Development of a metasurface-based slot antenna for 5G MIMO applications with minimized cross-polarization and stable radiation patterns through mode manipulation

Abstract This paper presents an approach for designing metasurface antennas using the characteristic mode analysis method for 5G mm-wave multiple input–multiple output (MIMO) systems. The proposed metasurface antenna consists of a 3 × 3 array of modified patches with additional slits and stubs, which are fed by a coupling slot. This configuration reshapes surface currents and improves the radiation performance across a broad frequency range. The design offers significant advantages such as reduced antenna size, minimized influence of higher-order modes, and maintained low cross-polarization (XP) level. Experimental results demonstrate that the proposed metasurface-based slot antenna provides a bandwidth of 29.6% (23–31 GHz) with a return loss better than 10 dB. It achieves a peak gain of 9.43 dB and exhibits an XP level below − 26 dB and − 48 dB at $$\varphi = 0^{ \circ }$$ φ = 0 ∘ and $$\varphi = 90^{ \circ }$$ φ = 90 ∘ planes, respectively.
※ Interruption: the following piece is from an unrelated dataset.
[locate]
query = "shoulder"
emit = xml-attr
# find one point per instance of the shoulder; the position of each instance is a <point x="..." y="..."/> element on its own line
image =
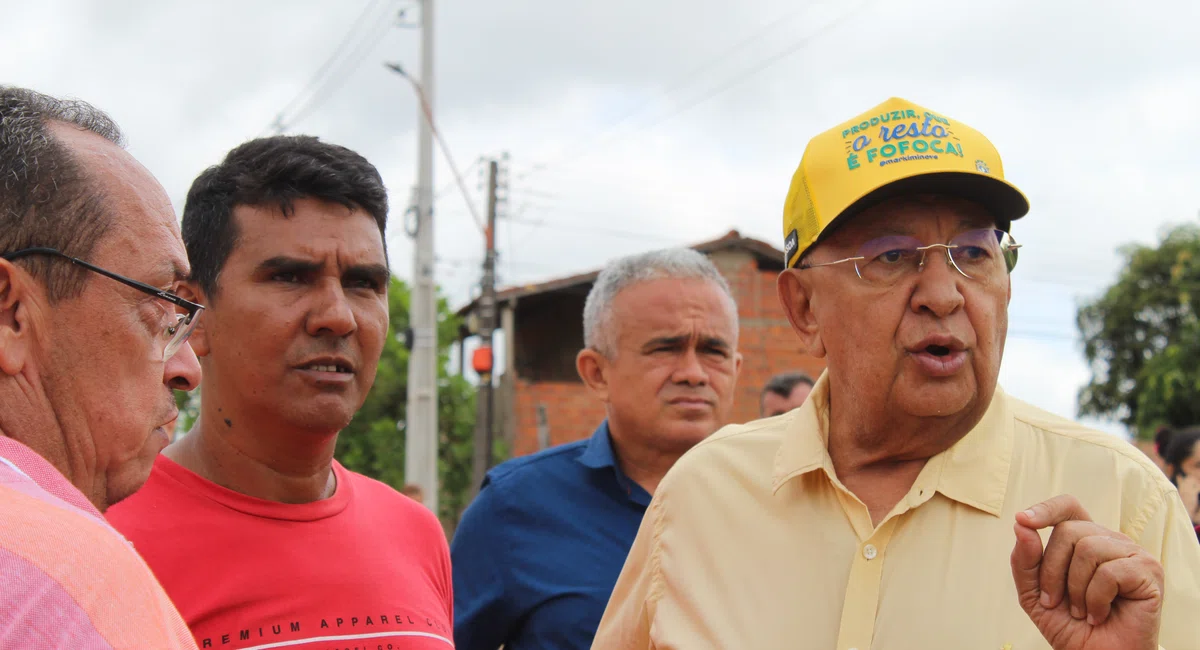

The physical dimensions of the antenna are 0.9λ0 × 0.9λ0 × 0.08λ0, where λ0 is the free space wavelength at 27 GHz, resulting in an approximately 41% reduction compared to the conventional metasurface patch antenna. Moreover, the design proves to be well-suited for MIMO systems, enabling close placement of antenna elements without degrading their radiation patterns. The experimental results in 1 × 2 and 2 × 2 MIMO configurations represent that the isolation between antenna elements are better than 18 dB and 21 dB, respectively. The performance of the antennas remains stable in both configurations, effectively addressing concerns such as beam squint and eliminating the common issue of beam splitting observed in conventional metasurface MIMO antennas. Moreover, the envelope correlation coefficient value in both MIMO configurations is lower than 0.003. This significant advancement offers a promising solution for compact 5G mm-wave massive MIMO applications.